# classical composer into relentless heavy organ work



## deprofundis (Apr 25, 2014)

I want to hear slow as a snail pace, organ work loud semi atonal , kinda evil
in a way, what is the loudest organist classical composer that enjoy slow pace
and unselting morbid organ, i want to scare my neighbor(sadistic joke).

Im looking for organ work between 15th and 17th century, perhaps early baroque or modernists
what is your cues on this tedious query, i dont know organ music that much uber heavy organ work,
i seek to be obliterated by the power of someone organ composition.

You guess it , i want something real loud non-orthodox ancient are old???
what are the top classical composers im looking for??

:tiphat:


----------



## Krummhorn (Feb 18, 2007)

Come, Sweetest Death (JS Bach).

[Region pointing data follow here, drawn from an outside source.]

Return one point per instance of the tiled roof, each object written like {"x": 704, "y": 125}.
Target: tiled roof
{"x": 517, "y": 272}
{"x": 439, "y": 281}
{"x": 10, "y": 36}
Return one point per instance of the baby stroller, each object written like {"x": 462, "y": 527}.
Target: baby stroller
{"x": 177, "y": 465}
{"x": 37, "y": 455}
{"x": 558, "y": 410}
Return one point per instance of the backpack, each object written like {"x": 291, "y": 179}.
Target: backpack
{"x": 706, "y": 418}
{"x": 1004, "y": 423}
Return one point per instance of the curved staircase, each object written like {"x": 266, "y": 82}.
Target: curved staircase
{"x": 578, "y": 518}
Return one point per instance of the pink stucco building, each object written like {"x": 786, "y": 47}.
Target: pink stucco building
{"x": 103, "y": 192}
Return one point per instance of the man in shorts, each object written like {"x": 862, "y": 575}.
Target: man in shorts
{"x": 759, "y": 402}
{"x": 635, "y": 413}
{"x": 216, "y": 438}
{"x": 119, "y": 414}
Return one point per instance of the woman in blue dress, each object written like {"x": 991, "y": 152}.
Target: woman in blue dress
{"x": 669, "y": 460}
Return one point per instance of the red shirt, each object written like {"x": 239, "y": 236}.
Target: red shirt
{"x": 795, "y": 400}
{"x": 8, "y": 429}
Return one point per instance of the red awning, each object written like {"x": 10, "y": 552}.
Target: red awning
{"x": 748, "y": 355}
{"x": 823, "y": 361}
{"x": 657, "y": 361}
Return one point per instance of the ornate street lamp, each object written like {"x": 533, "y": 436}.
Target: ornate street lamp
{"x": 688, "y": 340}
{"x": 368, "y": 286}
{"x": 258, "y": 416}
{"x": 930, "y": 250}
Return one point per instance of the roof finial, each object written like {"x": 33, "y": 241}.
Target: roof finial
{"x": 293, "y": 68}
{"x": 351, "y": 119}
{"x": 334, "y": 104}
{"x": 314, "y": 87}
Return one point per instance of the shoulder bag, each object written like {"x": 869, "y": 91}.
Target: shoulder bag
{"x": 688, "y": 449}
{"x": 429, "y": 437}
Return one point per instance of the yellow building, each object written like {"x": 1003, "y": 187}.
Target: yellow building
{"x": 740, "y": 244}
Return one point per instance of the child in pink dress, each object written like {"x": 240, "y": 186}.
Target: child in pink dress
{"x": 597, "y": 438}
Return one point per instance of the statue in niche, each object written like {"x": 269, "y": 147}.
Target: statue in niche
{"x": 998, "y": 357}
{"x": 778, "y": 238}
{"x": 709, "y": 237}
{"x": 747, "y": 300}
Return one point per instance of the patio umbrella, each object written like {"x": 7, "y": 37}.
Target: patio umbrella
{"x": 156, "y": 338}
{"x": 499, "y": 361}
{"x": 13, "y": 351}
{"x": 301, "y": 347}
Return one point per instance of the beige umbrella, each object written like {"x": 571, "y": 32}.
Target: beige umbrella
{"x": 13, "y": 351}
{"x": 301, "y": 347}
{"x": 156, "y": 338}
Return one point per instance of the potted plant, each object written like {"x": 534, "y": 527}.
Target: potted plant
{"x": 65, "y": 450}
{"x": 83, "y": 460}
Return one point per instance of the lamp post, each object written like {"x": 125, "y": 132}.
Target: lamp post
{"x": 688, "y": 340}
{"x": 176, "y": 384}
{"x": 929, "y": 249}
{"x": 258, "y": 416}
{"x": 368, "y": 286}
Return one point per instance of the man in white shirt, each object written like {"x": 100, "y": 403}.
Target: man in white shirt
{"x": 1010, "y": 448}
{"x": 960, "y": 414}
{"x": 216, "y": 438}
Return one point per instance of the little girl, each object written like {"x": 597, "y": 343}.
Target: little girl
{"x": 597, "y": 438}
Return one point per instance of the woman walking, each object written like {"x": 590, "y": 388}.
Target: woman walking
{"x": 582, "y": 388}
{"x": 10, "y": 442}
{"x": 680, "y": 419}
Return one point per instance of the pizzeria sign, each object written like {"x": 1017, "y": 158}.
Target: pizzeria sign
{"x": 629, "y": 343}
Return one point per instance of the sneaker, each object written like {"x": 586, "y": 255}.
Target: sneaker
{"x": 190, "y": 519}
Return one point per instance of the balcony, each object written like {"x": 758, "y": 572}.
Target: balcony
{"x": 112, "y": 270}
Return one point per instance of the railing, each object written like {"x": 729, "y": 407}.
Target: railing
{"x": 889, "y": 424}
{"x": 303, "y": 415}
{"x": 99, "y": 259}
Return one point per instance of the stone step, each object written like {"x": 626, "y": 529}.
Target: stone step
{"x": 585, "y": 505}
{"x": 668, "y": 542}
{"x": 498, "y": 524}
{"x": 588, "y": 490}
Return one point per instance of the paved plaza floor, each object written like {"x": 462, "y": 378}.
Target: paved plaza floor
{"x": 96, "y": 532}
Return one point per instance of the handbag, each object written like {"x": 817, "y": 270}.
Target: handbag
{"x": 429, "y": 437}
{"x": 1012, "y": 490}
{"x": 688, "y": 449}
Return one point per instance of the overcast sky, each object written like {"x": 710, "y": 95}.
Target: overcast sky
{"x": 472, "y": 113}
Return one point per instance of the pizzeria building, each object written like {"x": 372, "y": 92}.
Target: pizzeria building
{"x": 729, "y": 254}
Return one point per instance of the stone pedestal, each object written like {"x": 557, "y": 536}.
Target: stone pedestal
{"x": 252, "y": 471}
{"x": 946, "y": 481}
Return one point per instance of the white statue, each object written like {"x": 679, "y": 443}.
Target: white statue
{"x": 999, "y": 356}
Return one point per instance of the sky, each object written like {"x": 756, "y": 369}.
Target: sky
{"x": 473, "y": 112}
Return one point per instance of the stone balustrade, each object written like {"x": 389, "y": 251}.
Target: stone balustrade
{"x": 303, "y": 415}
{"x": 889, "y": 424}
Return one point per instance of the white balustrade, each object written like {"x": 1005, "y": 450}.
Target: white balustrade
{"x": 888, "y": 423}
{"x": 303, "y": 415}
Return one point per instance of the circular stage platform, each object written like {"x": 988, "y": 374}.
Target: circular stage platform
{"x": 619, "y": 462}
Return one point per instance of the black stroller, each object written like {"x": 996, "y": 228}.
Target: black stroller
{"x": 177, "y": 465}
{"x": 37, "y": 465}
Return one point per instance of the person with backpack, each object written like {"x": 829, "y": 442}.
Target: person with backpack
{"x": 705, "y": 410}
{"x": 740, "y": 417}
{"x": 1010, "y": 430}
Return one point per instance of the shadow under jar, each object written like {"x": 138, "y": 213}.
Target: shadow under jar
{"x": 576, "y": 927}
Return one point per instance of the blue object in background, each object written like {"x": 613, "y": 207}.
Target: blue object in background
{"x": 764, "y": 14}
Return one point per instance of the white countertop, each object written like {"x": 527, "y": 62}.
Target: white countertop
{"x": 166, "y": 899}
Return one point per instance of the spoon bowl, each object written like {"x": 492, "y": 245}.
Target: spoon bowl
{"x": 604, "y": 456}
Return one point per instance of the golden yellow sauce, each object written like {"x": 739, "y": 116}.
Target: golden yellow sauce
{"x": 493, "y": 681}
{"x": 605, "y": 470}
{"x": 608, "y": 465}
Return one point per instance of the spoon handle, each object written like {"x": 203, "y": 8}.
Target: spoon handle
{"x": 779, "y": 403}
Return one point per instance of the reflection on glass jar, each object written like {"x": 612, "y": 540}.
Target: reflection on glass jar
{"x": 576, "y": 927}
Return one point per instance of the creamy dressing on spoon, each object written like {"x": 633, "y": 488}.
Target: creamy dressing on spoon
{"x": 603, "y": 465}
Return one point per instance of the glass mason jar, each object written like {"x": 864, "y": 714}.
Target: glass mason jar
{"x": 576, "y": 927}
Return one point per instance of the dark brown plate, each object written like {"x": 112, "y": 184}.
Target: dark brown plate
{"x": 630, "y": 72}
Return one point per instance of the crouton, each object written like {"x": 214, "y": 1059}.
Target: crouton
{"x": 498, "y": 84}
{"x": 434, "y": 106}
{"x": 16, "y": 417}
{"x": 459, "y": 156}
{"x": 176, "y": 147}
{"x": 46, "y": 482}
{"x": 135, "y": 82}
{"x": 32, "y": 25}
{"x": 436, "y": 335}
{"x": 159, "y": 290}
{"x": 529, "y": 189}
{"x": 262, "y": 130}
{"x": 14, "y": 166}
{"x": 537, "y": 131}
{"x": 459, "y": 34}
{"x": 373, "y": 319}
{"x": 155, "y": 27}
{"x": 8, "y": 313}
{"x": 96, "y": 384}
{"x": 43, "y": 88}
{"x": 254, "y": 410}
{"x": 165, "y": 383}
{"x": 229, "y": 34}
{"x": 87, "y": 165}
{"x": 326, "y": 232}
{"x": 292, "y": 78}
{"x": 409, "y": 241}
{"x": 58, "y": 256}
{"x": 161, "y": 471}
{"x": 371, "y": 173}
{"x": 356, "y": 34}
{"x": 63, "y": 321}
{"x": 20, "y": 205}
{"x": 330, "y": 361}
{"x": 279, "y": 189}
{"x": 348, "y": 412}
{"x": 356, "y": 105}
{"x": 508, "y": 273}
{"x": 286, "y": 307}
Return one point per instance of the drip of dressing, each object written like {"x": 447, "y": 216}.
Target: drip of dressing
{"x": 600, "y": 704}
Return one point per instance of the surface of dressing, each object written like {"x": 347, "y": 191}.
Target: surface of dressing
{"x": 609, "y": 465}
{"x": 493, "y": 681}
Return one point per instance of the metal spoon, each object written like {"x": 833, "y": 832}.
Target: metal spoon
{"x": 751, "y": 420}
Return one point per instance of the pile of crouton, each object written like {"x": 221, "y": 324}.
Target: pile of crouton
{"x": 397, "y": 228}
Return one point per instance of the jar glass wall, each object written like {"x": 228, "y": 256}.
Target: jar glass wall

Here is the late Virgil Fox as recorded on the Wanamaker Organ in Philadelphia.






Then there is Messiaen's compositions for organ:


----------



## Blancrocher (Jul 6, 2013)

You might try Max Reger. Here's the Introduction & Passacaglia in D minor.


----------



## ComposerOfAvantGarde (Dec 2, 2011)

There's Volumnia by Ligeti. Perfect for scaring neighbours.


----------